What does one enter or "hostname" in hosts and host.conf if there is none to speak of? 

For /etc/hosts I used:

127.0.0.1	localhost

10.0.0.2 	tiamat.dhs.org	tiamat

and for /etc/hostname I used:

tiamat.dhs.org

Now, tiamat.dhs.org does not exist. My Linux machine is completely behind a firewall and has no external IP of its own.

So if the machine has no such name, what should be used, exactly?

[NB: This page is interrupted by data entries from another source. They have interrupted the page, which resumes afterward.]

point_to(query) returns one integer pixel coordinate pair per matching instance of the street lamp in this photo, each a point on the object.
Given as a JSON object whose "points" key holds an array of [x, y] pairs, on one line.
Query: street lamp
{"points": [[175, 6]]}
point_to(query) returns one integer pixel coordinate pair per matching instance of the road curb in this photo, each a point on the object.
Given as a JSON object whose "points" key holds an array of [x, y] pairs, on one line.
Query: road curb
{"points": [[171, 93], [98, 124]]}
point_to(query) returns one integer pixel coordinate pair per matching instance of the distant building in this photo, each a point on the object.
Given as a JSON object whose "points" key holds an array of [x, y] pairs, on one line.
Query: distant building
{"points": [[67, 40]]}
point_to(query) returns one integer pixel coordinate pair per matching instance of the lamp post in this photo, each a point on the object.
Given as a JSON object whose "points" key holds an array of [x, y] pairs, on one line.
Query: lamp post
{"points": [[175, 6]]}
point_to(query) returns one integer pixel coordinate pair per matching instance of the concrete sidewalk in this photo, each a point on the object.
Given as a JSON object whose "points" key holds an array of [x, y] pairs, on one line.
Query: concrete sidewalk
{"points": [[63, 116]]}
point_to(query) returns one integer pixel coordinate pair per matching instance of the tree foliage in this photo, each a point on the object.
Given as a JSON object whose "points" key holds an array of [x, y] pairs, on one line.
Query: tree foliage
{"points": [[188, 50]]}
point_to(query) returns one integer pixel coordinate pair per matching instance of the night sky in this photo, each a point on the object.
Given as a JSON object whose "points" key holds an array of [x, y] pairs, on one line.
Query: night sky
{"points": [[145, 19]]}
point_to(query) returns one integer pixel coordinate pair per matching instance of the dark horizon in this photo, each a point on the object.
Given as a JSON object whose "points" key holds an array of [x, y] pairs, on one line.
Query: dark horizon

Thanks ahead of time for suggestions

----------

## CMitchell

 *Sivar wrote:*   

> What does one enter or "hostname" in hosts and host.conf if there is none to speak of? 
> 
> For /etc/hosts I used:
> 
> 127.0.0.1	localhost
> ...

 

localhost.localdomain ?

----------

## handsomepete

Just name it after whatever amuses you.  Whatever you want.  For instance, I named my behind firewall network after the Comic Book Guy's (from The Simpsons of course) fanboy forum on the internet --> i.e. alt.nerd.obsessive

gentoo.something 

linux.something 

arealllylongword.madeupdomain.com

It doesn't really matter what it is.  Even if you're running a webserver/mailserver you can still use virtual hosts to receive whatever you need to get.  What's wrong with what you've got?  Maybe we should open up a thread where people post their computer names... that might give you some ideas.  :Smile: 

----------

## Sivar

 *handsomepete wrote:*   

> Just name it after whatever amuses you.  Whatever you want.  For instance, I named my behind firewall network after the Comic Book Guy's (from The Simpsons of course) fanboy forum on the internet --> i.e. alt.nerd.obsessive
> 
> gentoo.something 
> 
> linux.something 
> ...

 

Not a bad idea.  :Smile: 

The system worked well, but I read a thread about putting ones domain name and IP in the appropriate spot which resulted in KDE application performance increases. Such an increase seems rather strange, though, unless KDE tries to lookup the client name with each application run.

----------

## TheWart

I just call mine penguin.home.com

----------